Ces réponses, autant celles de l’ORCAO que celle du président du Mexique, nous préoccupent et nous alarment : l’ORCAO va continuer et augmenter ses actions armées tant que le président du Mexique couvre, par son discours, des actes graves de violence qui sont clairement en augmentation. Le déni, la minimisation et la déformation de cette réalité avérée se transforment en une chape d’impunité qui protège les groupes paramilitaires.
Pire encore, le président du Mexique a repris le discours de ses prédécesseurs quand ils affirmaient qu’il s’agissait de conflits entre groupes locaux ou « entre communautés », ce qui revient à éluder toute responsabilité de l’État et à imiter Felipe Calderón et son offensif : « Ils se tuent entre eux ».
Ce panorama nous pousse en tant que personnes, peuples et communautés organisées, au Mexique et dans d’autres parties du monde, à redoubler d’efforts pour arrêter la guerre contre les communautés zapatistes et au Chiapas. Aujourd’hui, nous ratifions que non seulement le gouvernement actuel ne nous écoute pas mais qu’en plus, il permet et soutient une stratégie de guerre contre-insurrectionnelle et criminelle. Pour toutes ces raisons, nous appelons à :
1. Dénoncer la guerre contre les peuples zapatistes et au Chiapas en général et à souligner la responsabilité du gouvernement du Chiapas et du gouvernement fédéral.

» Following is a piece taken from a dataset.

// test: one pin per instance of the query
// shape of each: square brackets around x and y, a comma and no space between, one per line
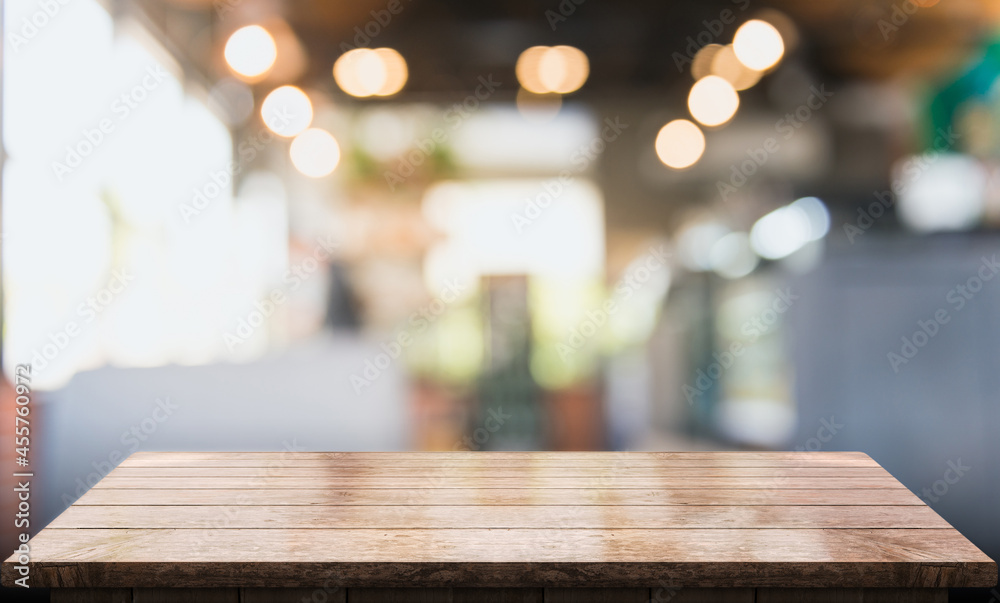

2. Organiser des campagnes d’information et d’actions de solidarité dans tout le pays et dans d’autres pays pour informer au sujet de cette guerre contre les peuples et les communautés zapatistes et concernant la guerre au Chiapas.
3. Depuis cet espace de coordination nationale, nous convoquons à la Journée d’action globale « Stop à la guerre contre les peuples zapatistes. De l’horreur de la guerre à la résistance pour la vie », les 13, 14, 15 et 16 juillet dans le but d’informer la société sur la situation de guerre contre les peuples zapatistes et au Chiapas. Cette journée comportera :
a) des distributions de tracts et de la diffusion d’information
b) des stands d’information
c) des évènements artistiques
d) des mobilisations.
Du 24 au 28 juillet, nous réaliserons également un forum national axé sur trois thématiques : violence, justice et paix. Nous partageons aussi le fait que nous sommes en mesure de réaliser un travail d’observation et d’accompagnement en territoire zapatiste lorsque les conditions le permettront. Nous appelons à déployer toute la solidarité possible avec les peuples zapatistes, à ne pas tomber dans l’indifférence et l’échappatoire individualiste face aux attaques que vivent quotidiennement les peuples et les communautés du Chiapas. Le Chiapas, c’est le Mexique et aujourd’hui le Mexique et le monde doivent regarder et agir contre la guerre et en faveur de la paix, avec justice et dignité.
Espace de coordination nationale « Stop à la guerre contre les peuples zapatistes ».
[1] Données du gouvernement fédéral.
[2] Données du Registre national des personnes disparues et non localisées.
[3] Données du gouvernement fédéral.
[4] Mémorial des défenseur.es assassiné.es (Mémorial du HRD).